Building the largest free SAT explanations hub

this article is originally published at soflotutors.com. Written by me, and edited by a SoFlo Tutors editor. enjoy the read : )

You took a practice SAT, and you finished self-grading it. You check out the answer key on the back of the test to understand your mistakes, only to be put down by confusing and cryptic paragraphs. The explanations for the answers don’t make sense. You then consult Google, trying to find scattered explanations from different websites. That’s too much work.

Here at SoFlo Tutors, we’ve consolidated the scattered search by building a hub of question explanations. Each SAT question has a thorough video that clearly and concisely explains the answer and the thought process behind the answer. Currently, we have close to 3,000 SAT video explanations for you to rely on.

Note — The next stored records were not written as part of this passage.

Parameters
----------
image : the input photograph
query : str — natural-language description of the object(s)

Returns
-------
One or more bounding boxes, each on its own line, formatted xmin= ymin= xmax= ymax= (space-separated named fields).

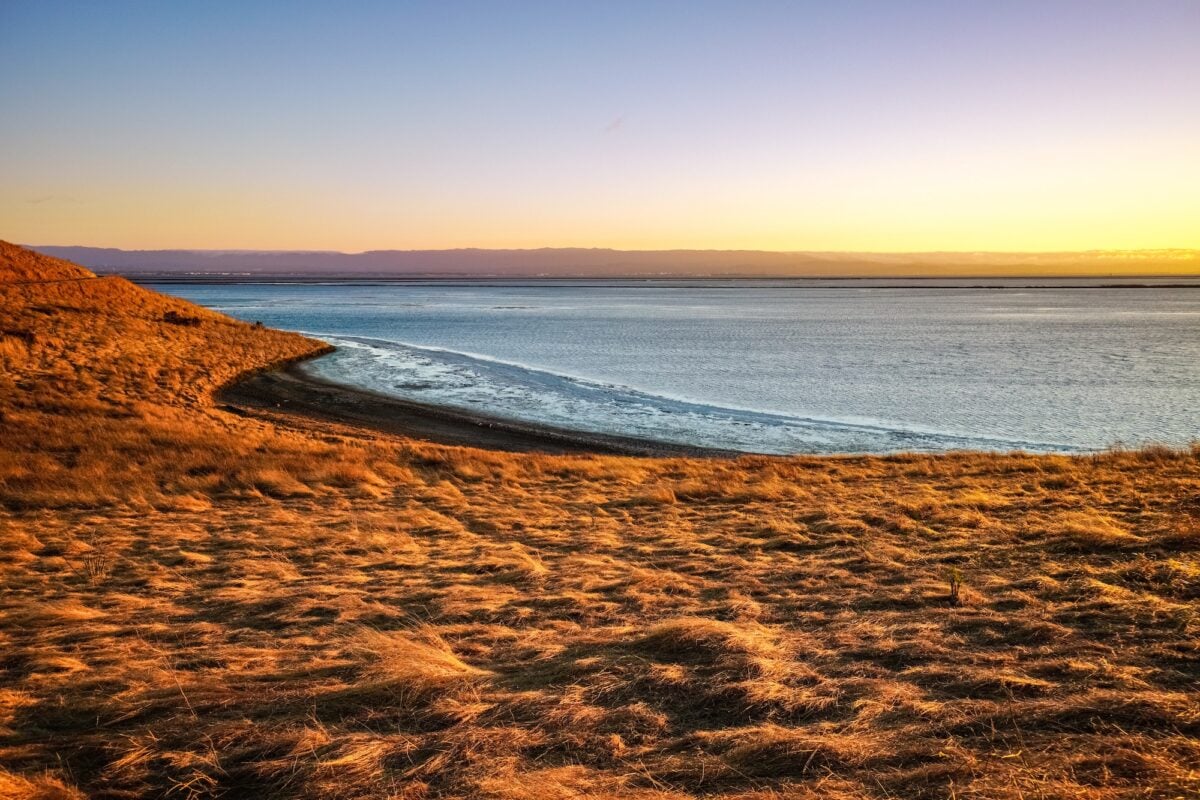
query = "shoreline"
xmin=214 ymin=353 xmax=734 ymax=458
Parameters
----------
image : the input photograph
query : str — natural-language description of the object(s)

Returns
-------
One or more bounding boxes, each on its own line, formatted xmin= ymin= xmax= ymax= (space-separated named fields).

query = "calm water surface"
xmin=155 ymin=279 xmax=1200 ymax=453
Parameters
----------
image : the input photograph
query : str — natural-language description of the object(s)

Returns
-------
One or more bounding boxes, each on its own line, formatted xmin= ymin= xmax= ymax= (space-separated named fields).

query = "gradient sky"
xmin=0 ymin=0 xmax=1200 ymax=251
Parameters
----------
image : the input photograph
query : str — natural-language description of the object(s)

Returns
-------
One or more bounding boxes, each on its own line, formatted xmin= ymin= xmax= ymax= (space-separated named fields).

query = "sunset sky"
xmin=0 ymin=0 xmax=1200 ymax=251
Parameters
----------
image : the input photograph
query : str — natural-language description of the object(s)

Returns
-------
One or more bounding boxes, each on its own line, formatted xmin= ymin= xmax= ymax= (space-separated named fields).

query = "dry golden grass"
xmin=0 ymin=248 xmax=1200 ymax=800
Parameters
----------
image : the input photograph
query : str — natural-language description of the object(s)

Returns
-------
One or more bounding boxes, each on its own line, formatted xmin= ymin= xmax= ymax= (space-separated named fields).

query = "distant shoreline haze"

Three thousand questions to cover—that’s a huge number. Building such a vast platform was a technical road paved with problems, challenges, and corresponding solutions. If you’re curious about the platform’s building process, hop along for a quick technical overview. We’ll talk about choosing the appropriate tech stack, sourcing the data, structuring it, and building an engaging user interface.

Loom and the 2684 Videos

Experienced tutors have already recorded the content for the 2684 questions on Loom, an excellent site for creating and sharing videos. We could’ve republished those videos on YouTube, but that would hinder the user experience. We wanted a custom-tailored hub that responds to the needs of the SAT student and only the SAT student—not grandmas looking for cat videos and uncles scouring for the game’s highlights. We wanted a hub that fits the student’s needs like a glove, and for that, we needed to build a platform from the ground up. We needed to support pagination between questions and easy navigation from section to section and test. We also needed good SEO optimization to expose our explanations to students who need them most. The challenge was to use Loom’s videos as headless CMS and map each video to a page under SoFlo’s website.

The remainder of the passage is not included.